The fucking nerve of this guy. Rush, how about I pose a proposition for you? Since you have access to condoms at nearly every store in America, why don’t you put on a frilly little number and hop on camera for us ladies, eh?
Oh, excuse me, I just vomited in my hand.
Your logic is like a god damn slice of swiss cheese. You don’t want to pay for birth control, but you don’t want abortions to be like… a thing, ya know?! You don’t want to offer women reproductive control, but you’re not really down with giving money to mothers who have to raise these children they never said they were ready for. It’s all math, and apparently you fail that shit, New Coke style.

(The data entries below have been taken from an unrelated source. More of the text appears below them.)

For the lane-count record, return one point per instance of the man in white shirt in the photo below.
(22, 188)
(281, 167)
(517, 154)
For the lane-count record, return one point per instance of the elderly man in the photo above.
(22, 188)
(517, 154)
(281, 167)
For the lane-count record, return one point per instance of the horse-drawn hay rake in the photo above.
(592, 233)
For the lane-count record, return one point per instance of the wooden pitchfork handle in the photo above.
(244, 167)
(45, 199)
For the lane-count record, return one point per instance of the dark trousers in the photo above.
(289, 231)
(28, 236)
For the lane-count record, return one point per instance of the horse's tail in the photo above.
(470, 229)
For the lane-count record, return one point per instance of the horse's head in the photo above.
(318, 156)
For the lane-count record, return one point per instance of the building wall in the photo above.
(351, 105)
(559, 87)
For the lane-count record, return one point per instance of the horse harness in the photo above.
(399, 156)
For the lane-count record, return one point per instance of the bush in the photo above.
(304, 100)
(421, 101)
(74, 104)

Perhaps us feeble gals should be chained to our ovens, released only for primping and sex – for procreation only, of course! Perhaps we should shut the fuck up while obese pricks like you ruin our country some more. Yeah, it would be okay watching the world burn as long as my lipstick were perfect.

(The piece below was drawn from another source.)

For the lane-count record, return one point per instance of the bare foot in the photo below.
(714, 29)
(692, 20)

This whole infringement on freedom of religion argument is bullshit. I don’t even need to address it because it has even more fallacies than your convoluted, sexist rhetoric.
The next time you try to stick your penis in some unfortunate woman, remember, Rush: she surely must be a sex-taping slut because it’s not like you’re trying to get your rocks off or anything.
Oh, fuck it, you know what?! You’re right. I’m a giant slutbag. Being in a loving, committed relationship, yet being smart enough to know we’re not ready for kids is a sham. I really just want the birth control I eat by the handful to be free because I’m having SO MUCH SEX THAT I CAN’T AFFORD THE CONTRACEPTION!!!! Because you know, that’s how prescriptions work…
You’re right, ya old son-of-a-bitch. Couldn’t possibly be that women want to have control over their bodies in the same way men do. That would just be foolish!